Vue sur la prison (partie 1) : l’argent, acteur de la précarité carcérale

Vue sur la prison (partie 1) : l’argent, acteur de la précarité carcérale

La prison c’est la condamnation à la privation de liberté. On sait tous ce qu’est une prison, pourtant on ne sait rien sur ses conditions de vie. Pour condamner des gens à ne plus être libre, bien sûr on les isole, et même s’ils sont « logés, nourris, blanchis », et qu’on pourrait se dire que c’est déjà pas mal, on se rend vite compte qu’aller en prison, c’est découvrir un monde de misère, bien au-delà de la peine qui a été légalement prononcée.

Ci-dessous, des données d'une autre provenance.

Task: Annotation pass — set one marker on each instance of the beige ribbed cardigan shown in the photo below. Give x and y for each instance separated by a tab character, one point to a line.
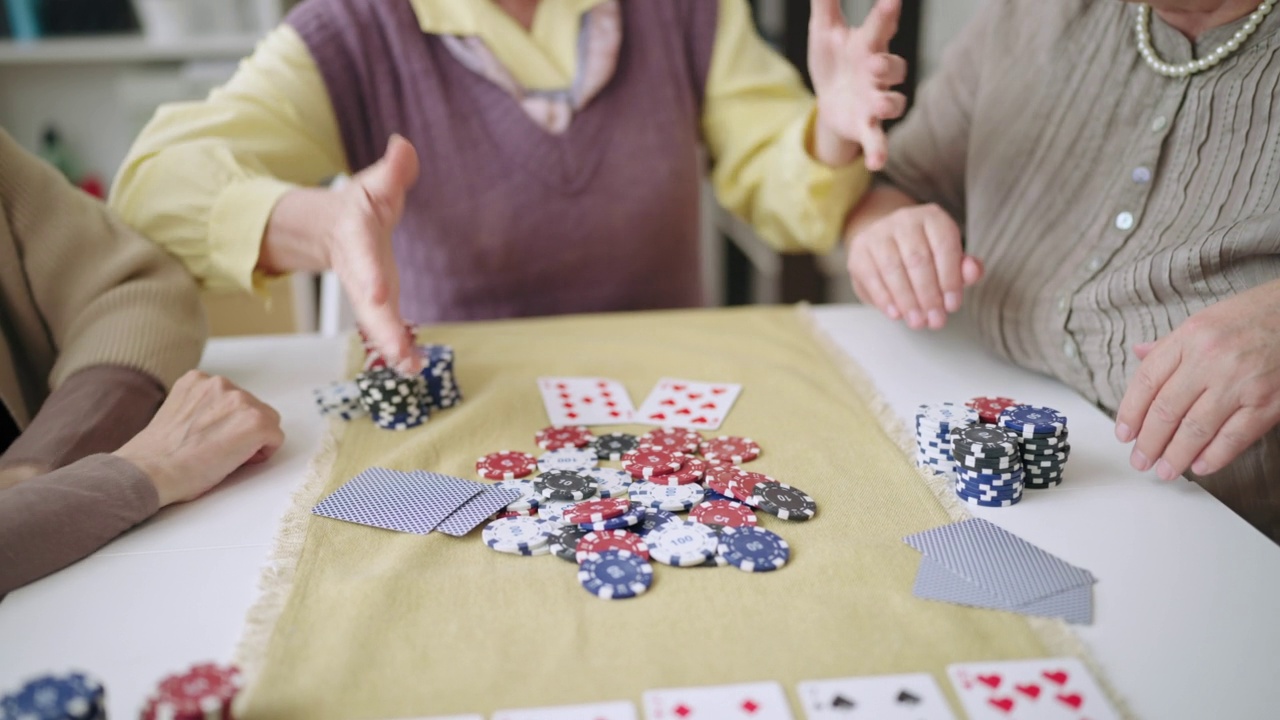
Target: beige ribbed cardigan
1109	203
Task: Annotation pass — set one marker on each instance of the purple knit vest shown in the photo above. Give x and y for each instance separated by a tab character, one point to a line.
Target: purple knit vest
507	219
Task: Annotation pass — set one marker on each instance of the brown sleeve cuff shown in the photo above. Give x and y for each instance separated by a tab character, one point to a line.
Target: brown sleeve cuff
50	522
95	410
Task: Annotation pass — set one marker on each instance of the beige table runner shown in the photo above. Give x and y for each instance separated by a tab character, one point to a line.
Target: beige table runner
359	621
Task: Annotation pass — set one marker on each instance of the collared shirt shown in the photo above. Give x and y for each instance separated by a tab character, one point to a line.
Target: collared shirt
204	177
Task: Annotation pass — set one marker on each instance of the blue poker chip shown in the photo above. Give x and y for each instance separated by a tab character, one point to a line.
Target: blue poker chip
56	697
753	548
1029	420
652	519
615	574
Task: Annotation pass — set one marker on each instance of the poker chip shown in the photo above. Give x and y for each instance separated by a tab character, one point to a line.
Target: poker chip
517	536
613	446
728	449
557	438
990	408
682	543
571	459
648	461
784	501
723	514
1029	420
597	510
625	522
672	499
615	574
650	519
753	550
204	691
690	472
528	499
563	542
563	484
506	465
599	541
673	440
56	697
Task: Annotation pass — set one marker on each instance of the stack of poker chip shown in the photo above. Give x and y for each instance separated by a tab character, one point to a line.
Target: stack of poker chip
394	401
617	524
933	427
1042	438
204	692
56	697
988	465
442	387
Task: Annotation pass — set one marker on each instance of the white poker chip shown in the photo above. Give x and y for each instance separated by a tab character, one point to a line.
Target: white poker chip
528	499
517	534
672	499
571	459
612	482
682	543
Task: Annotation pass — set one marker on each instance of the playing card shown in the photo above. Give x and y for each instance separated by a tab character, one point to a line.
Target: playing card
997	560
753	701
880	697
935	582
688	404
476	510
620	710
585	401
408	502
1054	688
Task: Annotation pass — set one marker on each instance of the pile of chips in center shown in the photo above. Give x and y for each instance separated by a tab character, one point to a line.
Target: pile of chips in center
663	505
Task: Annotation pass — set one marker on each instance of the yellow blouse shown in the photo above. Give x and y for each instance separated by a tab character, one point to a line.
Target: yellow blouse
204	177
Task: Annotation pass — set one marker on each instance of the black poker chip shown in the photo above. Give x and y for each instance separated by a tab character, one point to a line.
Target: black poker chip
613	446
563	484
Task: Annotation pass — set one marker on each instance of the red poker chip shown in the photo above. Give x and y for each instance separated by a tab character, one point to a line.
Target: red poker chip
204	691
727	449
599	541
648	461
506	465
673	440
597	510
690	472
725	514
990	408
720	478
558	438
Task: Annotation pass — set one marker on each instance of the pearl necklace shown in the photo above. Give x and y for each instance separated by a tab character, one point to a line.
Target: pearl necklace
1223	51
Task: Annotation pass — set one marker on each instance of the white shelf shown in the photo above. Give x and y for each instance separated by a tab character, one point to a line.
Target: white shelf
123	49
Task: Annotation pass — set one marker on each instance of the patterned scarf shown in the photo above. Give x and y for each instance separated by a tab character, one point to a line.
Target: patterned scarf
598	45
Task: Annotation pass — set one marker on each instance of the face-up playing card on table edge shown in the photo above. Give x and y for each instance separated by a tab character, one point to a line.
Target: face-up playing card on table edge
997	560
877	697
407	502
688	404
1054	688
935	582
750	701
620	710
585	401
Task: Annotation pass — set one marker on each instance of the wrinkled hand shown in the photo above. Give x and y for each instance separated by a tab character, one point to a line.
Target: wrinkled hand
912	265
205	431
853	72
360	250
1208	390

Lançons-nous, parlons argent ! Contrairement à ce que l’on pourrait croire, on dépense de l’argent en prison. En effet, on est logé, nourri et blanchi, mais on a le minimum, donc on peut ensuite « cantiner », c’est-à-dire acheter des suppléments de nourriture, de produits d’hygiène, ou encore louer une télévision ou un réfrigérateur, tout ça à des prix d’aires d’autoroute, et via un catalogue (14 euros par mois pour la télévision, et 7,50 euros pour le réfrigérateur). Vous l’aurez compris, la vie en prison est loin d’être gratuite. C’est d’autant plus marquant quand on considère qu’il faut dépenser 70 euros par mois pour pouvoir passer un appel quotidien vers un numéro fixe, et 160 euros par mois pour un appel quotidien vers un portable (doit-on rappeler que c’est l’un des seuls ponts vers le monde extérieur, notamment la famille ?). Au final, l’OIP (l’Observatoire International des Prisons) estime une moyenne de 200 euros de dépenses par mois et par personne.

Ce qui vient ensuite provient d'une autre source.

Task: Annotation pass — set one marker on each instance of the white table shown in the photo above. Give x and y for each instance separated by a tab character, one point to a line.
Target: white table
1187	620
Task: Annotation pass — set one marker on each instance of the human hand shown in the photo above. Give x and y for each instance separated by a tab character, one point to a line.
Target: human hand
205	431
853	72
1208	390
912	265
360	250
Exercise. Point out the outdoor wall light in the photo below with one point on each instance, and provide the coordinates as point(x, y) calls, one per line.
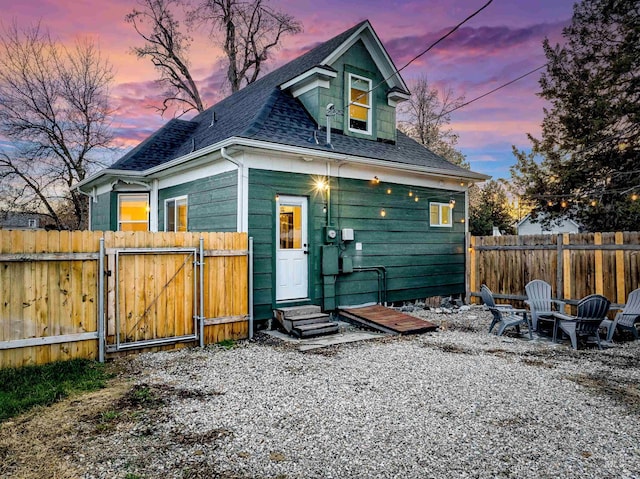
point(321, 184)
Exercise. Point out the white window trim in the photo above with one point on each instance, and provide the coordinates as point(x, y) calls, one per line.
point(147, 222)
point(440, 210)
point(369, 107)
point(166, 214)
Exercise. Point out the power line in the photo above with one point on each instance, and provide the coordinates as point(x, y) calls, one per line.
point(396, 72)
point(492, 91)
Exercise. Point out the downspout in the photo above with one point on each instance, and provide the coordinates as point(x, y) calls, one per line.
point(328, 193)
point(154, 207)
point(240, 226)
point(94, 199)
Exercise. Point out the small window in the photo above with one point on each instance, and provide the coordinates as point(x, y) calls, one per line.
point(440, 214)
point(133, 212)
point(359, 104)
point(175, 211)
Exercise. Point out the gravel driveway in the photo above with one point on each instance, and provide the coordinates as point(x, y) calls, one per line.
point(455, 403)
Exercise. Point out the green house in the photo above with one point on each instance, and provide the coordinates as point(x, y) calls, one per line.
point(344, 209)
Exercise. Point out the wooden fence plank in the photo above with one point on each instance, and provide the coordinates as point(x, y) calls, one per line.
point(51, 280)
point(621, 296)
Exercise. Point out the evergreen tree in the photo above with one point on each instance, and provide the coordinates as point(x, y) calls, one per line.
point(587, 163)
point(489, 208)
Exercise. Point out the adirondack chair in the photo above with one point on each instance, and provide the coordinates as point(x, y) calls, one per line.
point(539, 301)
point(626, 318)
point(592, 310)
point(504, 315)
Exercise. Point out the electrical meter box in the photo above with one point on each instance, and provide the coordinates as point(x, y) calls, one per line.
point(347, 264)
point(347, 234)
point(330, 234)
point(330, 255)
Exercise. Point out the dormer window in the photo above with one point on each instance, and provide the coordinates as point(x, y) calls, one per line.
point(360, 104)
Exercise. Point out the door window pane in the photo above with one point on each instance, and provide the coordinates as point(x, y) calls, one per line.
point(290, 227)
point(133, 212)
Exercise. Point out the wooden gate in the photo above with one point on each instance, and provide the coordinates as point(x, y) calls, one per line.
point(66, 295)
point(157, 294)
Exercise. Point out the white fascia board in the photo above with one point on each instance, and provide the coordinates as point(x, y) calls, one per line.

Heureusement, on peut aussi gagner de l’argent en prison ! Des postes sont proposés, pour travailler dans le service général de la prison (les cuisines, la buanderie, etc.), malheureusement (c’était trop facile…), seul un quart des détenus y ont droit, et pour les chanceux, le travail est peu rémunéré : il faut compter entre 20% et 45% de la rémunération du SMIC de l’heure, et ils ne travaillent pas autant d’heures, donc ils gagnent en moyenne… 200 euros par mois ! Donc les trois quarts des détenus ne gagnent pas d’argent, et le quart qui en gagne la dépense dans le mois. Mais qu’en est-il de ceux qui ne travaillent pas ?

Les détenus qui arrivent sans argent, et qui n’ont pas la possibilité de travailler, qu’advient-il d’eux ? C’est ce qu’on appelle les « indigents », ce sont ceux qui n’ont rien. Ils ne peuvent pas cantiner, et même s’ils peuvent être prioritaires pour les postes, s’ils n’ont pas ces postes, pas de famille qui peut les soutenir financièrement, alors ils vivent dans la misère, en plus d’être emprisonnés.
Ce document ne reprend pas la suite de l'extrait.